Sgt. Pepper's on Vinyl - and Mono!

A bit of an off-topic surprise, folks, but I wanted to share. I've been collecting vinyl for a couple months, thanks to a recent purchase of a portable turntable. PREACHY SERMON OF THE DAY - get yourselves a turntable and vinyl records.

Anyway, I go record hunting on Saturdays, thanks to several local vinyl record shops in Uptown Minneapolis. Treehouse Records is the best place for used vinyl, and today, tucked away in the recently-acquired stock...The Beatles' Sgt. Pepper's Hearts Club Band.

Oh, and did you notice that little sticker? MONO.

When I saw this, the adrenaline kicked in. I could hardly believe my own eyes. Is this the long-sought, legendary mono version of Sgt. Pepper's? I pulled out the record and checked the serial number.

Yep. This is the real deal, kids. The mono version of Sgt. Pepper's!

And did you see that price tag again? $25.00. That really sent my head spinning. I was almost certain someone would club me on the head and run off with the record. Breathe, breathe, calm down, don't panic.

This is one of the holy grails of vinyl records. You see, most '60s pop albums were recorded and mixed exclusively for mono sound. Stereo was still a novelty for older consumers with greater incomes, and as a consequence was used mainly for jazz or classical. Coltrane's Giant Steps has some of the best sound you'll ever hear on vinyl.

So that means all the early Beatles albums were created for mono. These are the versions they wanted you to listen to. After the mono album was finished, the master tapes were sent to another plant for the necessary alterations into stereo. Eventually, stereo took over, and those were the versions that persevered.

What does this mean? It means Sgt. Pepper's hasn't been available in mono for 35 or 40 years. It hasn't been around for decades.

The version I have is the Capitol release, and I don't think this baby's been played more than once or twice. It's in perfect shape. The original vinyl sleeve is also here, with the psychedelic water pattern. And, finally, the paper cutouts are present as well.
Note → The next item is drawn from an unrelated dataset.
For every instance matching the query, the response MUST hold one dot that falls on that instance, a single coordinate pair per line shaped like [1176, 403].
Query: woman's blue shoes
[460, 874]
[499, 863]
There are a number of differences between this version and the stereo version everyone knows. Some subtle changes, and a few major changes. At least one song is played at a different tempo, numerous sounds in the mix pop in and out, and you can hear Paul's shouts at the end of the Sgt. Pepper's Reprise. Oh, and the Capitol version doesn't have the famous run-out groove, which royally sucks. I love that part! Ah, well.

How much is this worth? The last time I checked Ebay, a copy of Sgt. Pepper's mono sold for $500. I bought mine for 25 bucks. Ha ha ha ha ha ha!!!


Anonymous said...

Congratulations on your find. I'll give you $26.00 for it, but hurry this offer only good today!

I remember getting my first Sgt. Pepper album and listening that record and staring at the pictures over and over again. That album just keeps giving all these 25+ yrs later. I even cut up the carboard cutouts! Wish I still had that one. But I still have my "picture disc" from the early 80s that still hasn't been played!

Daniel Thomas MacInnes said...

That's too bad if you don't have your vintage Sgt. Pepper. The Beatles' vinyl albums are still being produced today, but unfortunately, they all use the CD's digital master since 1987. You're getting a record that's better than the existing CD's, yes - but it's still crummy digital.

There are lots of old LPs floating around, many in excellent shape or unused at all. You'll just have to search around a bit for them. And sometimes you'll just get lucky, which is half the fun of record collecting. It taps into that hunter-gatherer archetype.

Chris Sobieniak said...

Heh, I STILL have my copy of the record from my mom's collection (with the paper cut-outs, but the sleeve the record was in probably isn't original but I haven't taken that thing out of storage in a long while to listen to). Interesting I didn't know all that much about this at all (often I scuff mono in favor of stereo personally, though I can see how my parents couldn't afford any better themselves).

Robert Benson said...

Great Find!!
and I bet you felt like a million bucks, these type of treasures are hard to find, but that is why I keep looking. I think you might want to check to see if this is not a countfeit Beatles record, they are more common than you think.
Check out this site:
Or Google "Beatle counterfeit records" and it will list amny sites that will give you more info.

Stop by my site and pick up a copy of my ebook

Robert Benson

Anonymous said...

i just got my first beatles vinyl today. sgt pepper. an orginal that hasnt been opened in years.only 15 bucks. Too bad it wasnt mono though.